Você sabe o que é PCL-84?
Emanoel Barreto
O homem penetrou na imponência atemorizante da Repartição Pública. Construção pesada, com mais de cem andares de altura, era inteiramente pintada de cinzento. Ar de contrito, cabisbaixo, caminhava entre filas e filas de pedintes do serviço público. Agia assim cumprindo plano que tinha considerado como ardiloso: "Se eu demonstrar humilhação acho que vou ser mais bem atendido."
Dirigiu-se a uma senhora sentada a uma mesinha e disse: "Olhe", a mulher não olhou, estava lendo uma revistinha de moda, "eu queria saber..." - "se quiser saber tem que tirar ficha para poder saber. Ficha para poder saber não é comigo. É com aquela ali", e apontou um longo dedo em direção a um guichê onde havia enorme fila.
O homem, paciente, entrou na filha e após mais de três horas foi atendido. Tirou ficha para quem queria saber. Entrou noutra filha. Afinal, mais duas horas e chegou ao guichê. "Olhe", o funcionário também não olhou; lia o noticiário de futebol. "Olhe, é o seguinte: recebi em casa esse comunicado - e mostrou o papel onde estava o comunicado - dizendo que, pela lei n. 8.789.998.000, de 1767, fui multado com base no artigo 5º do despacho PCL-84. Como não sei o que é isso..."
O funcionário, ainda de cabeça baixa, anunciou:"Veio ao lugar certo". Isso animou muito o homem, quero dizer, o paciente, o pobre, o coitado, o miserável: "Então, o que é PCL-84?". Resposta: "Não sei. Isso é assunto da diretoria, informação sigilosa, entende? Precisa de ficha para ter acesso ao seu processo. Agora, uma coisa adianto: se é coisa do PCL-84, deve ser coisa séria. Tome essa ficha. Ela dá direito de usar o elevador.Vá ao centésimo décimo sétimo andar e lá eles lhe informam."
O pobre pegou a ficha e esperou mais uma hora até entrar no elevador. Elevador moderno, cabiam mais de 100 pessoas. E, nele, todos estavam implicados ao PCL-84, foi o que apurou nas mais de duas horas que o elevador levou, até chegar ao centésimo décimo sétimo andar. Gente muita, não é?, por isso a demora; peso grande, a máquina funcionava devagar.
Chegando, todos foram à Diretoria Especializada em PCL-84. Decepção: o diretor tinha dado uma saidinha. "Uma saidinha?". Todos ficaram desesperados: funcionários públicos quando dão uma saidinha demoram muito, é o costume, é regra consuetudinária, tem de ser respeitada. Mais dez horas de espera e o diretor chegou.

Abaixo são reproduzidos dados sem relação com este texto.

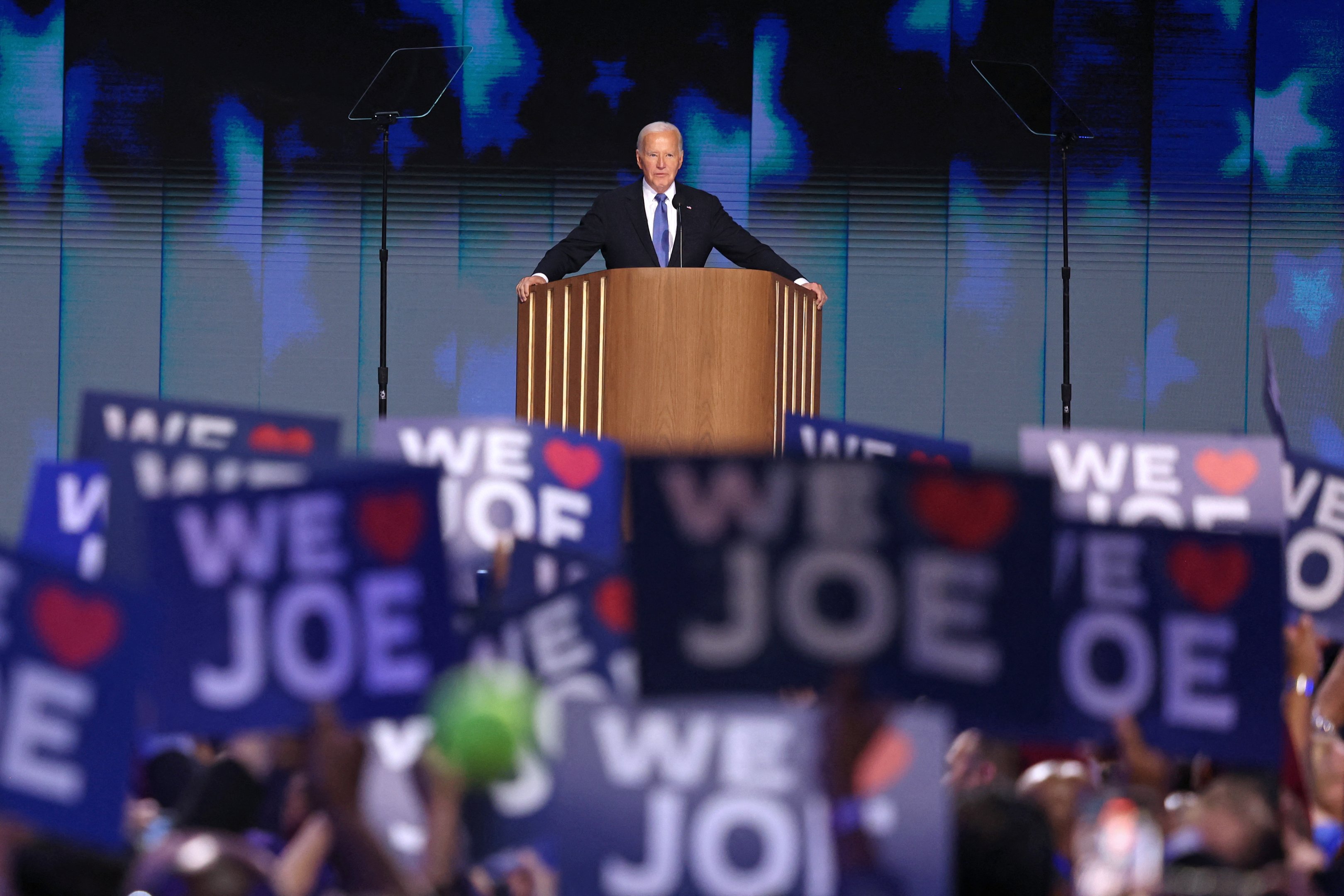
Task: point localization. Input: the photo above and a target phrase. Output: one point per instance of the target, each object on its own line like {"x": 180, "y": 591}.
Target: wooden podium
{"x": 702, "y": 360}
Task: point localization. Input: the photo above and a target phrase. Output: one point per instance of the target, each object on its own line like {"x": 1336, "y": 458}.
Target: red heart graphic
{"x": 1229, "y": 473}
{"x": 613, "y": 601}
{"x": 1210, "y": 578}
{"x": 268, "y": 437}
{"x": 967, "y": 514}
{"x": 392, "y": 524}
{"x": 574, "y": 465}
{"x": 920, "y": 457}
{"x": 77, "y": 631}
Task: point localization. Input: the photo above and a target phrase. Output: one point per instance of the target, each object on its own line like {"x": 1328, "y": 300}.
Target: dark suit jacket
{"x": 619, "y": 227}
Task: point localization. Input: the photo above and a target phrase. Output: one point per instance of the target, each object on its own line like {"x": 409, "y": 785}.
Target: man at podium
{"x": 634, "y": 226}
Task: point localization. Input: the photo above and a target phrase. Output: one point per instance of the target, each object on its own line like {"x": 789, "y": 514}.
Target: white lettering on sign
{"x": 44, "y": 718}
{"x": 236, "y": 542}
{"x": 207, "y": 432}
{"x": 756, "y": 779}
{"x": 382, "y": 612}
{"x": 827, "y": 445}
{"x": 705, "y": 511}
{"x": 1073, "y": 473}
{"x": 1194, "y": 647}
{"x": 500, "y": 503}
{"x": 78, "y": 503}
{"x": 1324, "y": 594}
{"x": 946, "y": 597}
{"x": 656, "y": 746}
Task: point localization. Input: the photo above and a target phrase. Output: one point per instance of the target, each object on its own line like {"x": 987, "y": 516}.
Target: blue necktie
{"x": 660, "y": 230}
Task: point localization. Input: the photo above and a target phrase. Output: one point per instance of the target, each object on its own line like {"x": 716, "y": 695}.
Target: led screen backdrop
{"x": 185, "y": 209}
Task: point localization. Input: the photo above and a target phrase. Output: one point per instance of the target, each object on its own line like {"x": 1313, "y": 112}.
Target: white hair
{"x": 656, "y": 128}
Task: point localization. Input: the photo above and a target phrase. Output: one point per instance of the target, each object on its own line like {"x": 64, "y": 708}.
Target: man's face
{"x": 659, "y": 159}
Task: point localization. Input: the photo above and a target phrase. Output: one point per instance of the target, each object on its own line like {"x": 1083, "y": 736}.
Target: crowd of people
{"x": 285, "y": 815}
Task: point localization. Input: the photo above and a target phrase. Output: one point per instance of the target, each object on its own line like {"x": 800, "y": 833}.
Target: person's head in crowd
{"x": 1237, "y": 823}
{"x": 975, "y": 761}
{"x": 1005, "y": 847}
{"x": 195, "y": 863}
{"x": 1057, "y": 785}
{"x": 224, "y": 797}
{"x": 50, "y": 867}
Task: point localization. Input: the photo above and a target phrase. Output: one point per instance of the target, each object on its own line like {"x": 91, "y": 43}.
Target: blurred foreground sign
{"x": 814, "y": 437}
{"x": 1182, "y": 481}
{"x": 722, "y": 797}
{"x": 331, "y": 593}
{"x": 72, "y": 659}
{"x": 500, "y": 477}
{"x": 1314, "y": 496}
{"x": 760, "y": 575}
{"x": 574, "y": 640}
{"x": 1181, "y": 631}
{"x": 156, "y": 449}
{"x": 68, "y": 516}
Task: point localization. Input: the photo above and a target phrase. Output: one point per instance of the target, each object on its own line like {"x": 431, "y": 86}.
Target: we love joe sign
{"x": 276, "y": 599}
{"x": 1210, "y": 483}
{"x": 507, "y": 479}
{"x": 71, "y": 660}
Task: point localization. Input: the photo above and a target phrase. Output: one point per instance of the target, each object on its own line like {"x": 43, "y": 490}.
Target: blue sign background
{"x": 485, "y": 460}
{"x": 1315, "y": 545}
{"x": 814, "y": 437}
{"x": 576, "y": 640}
{"x": 388, "y": 523}
{"x": 604, "y": 821}
{"x": 68, "y": 516}
{"x": 1155, "y": 590}
{"x": 108, "y": 418}
{"x": 62, "y": 643}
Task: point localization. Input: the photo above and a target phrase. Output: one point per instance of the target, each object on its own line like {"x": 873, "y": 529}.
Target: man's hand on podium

Todos foram levados à sua sala, explicaram a que vinham e pediram explicações. "Explicações? Ora, explicações... Nem eu mesmo sei o que é PCL-84. É uma lei tão antiga e tão complicada que nem mesmo os legisladores do tempo a compreenderam por inteiro. Vejam: só para pensar em pagar o sujeito precisa recolher taxas e emolumentos. Depois, tem acesso ao processo e paga a dívida toda."
"Onde se pagam as taxas e os emolumentos?"
"Vão direto à Coordenadoria de Taxas e Emolumentos que lá eles explicam."
"Isso fica aqui, neste edifício?"
"Não. Fica do outro lado da cidade e, detalhe: não podem ir de carro. Têm que ir em nossos ônibus especiais para devedores de Taxas e Emolumentos. Mas aviso: esses ônibus só funcionam de mil em mil anos."
Todos fizeram: "OOOOOOOOOOOOOOOOOOOOOOOOOOOOOO!........."
Mas, bondoso, o diretor disse: "Tiveram sorte. Hoje faz mil anos do último funcionamento e vocês vão embarcar sem problemas. Isto é, se passarem pela Polícia Especial de Taxas e Emolumentos devidos à Lei do PCL-84. Quem sai daqui devendo eles prendem."
"E se a gente não passar?"
"Problema de vocês."
Cabisbaixos, os pobres desceram pelo elevador. Quando se dirigiam para o ônibus e já iam sendo presos, o homem do início desta história teve uma ideia. Gritou: "Vocês da Polícia Especial: já pagaram seus emolumentos do PCL-84?"
Os guardas embranqueceram. Pálidos, fizeram que não com a cabeça. A turba então os atacou e todos foram surrados. Achando pouco, os homens invadiram o grande edifício, expulsaram todos os funcionários, o diretor e quantos mais e se apoderaram da burocracia. Agora mandavam em tudo.
Pouco depois chegou um homem, que perguntou: "Posso saber o que é PCL-84?"
Foi imediatamente dominado e entregue aos novos guardas da Polícia Especial e nunca mais se ouviu falar dele.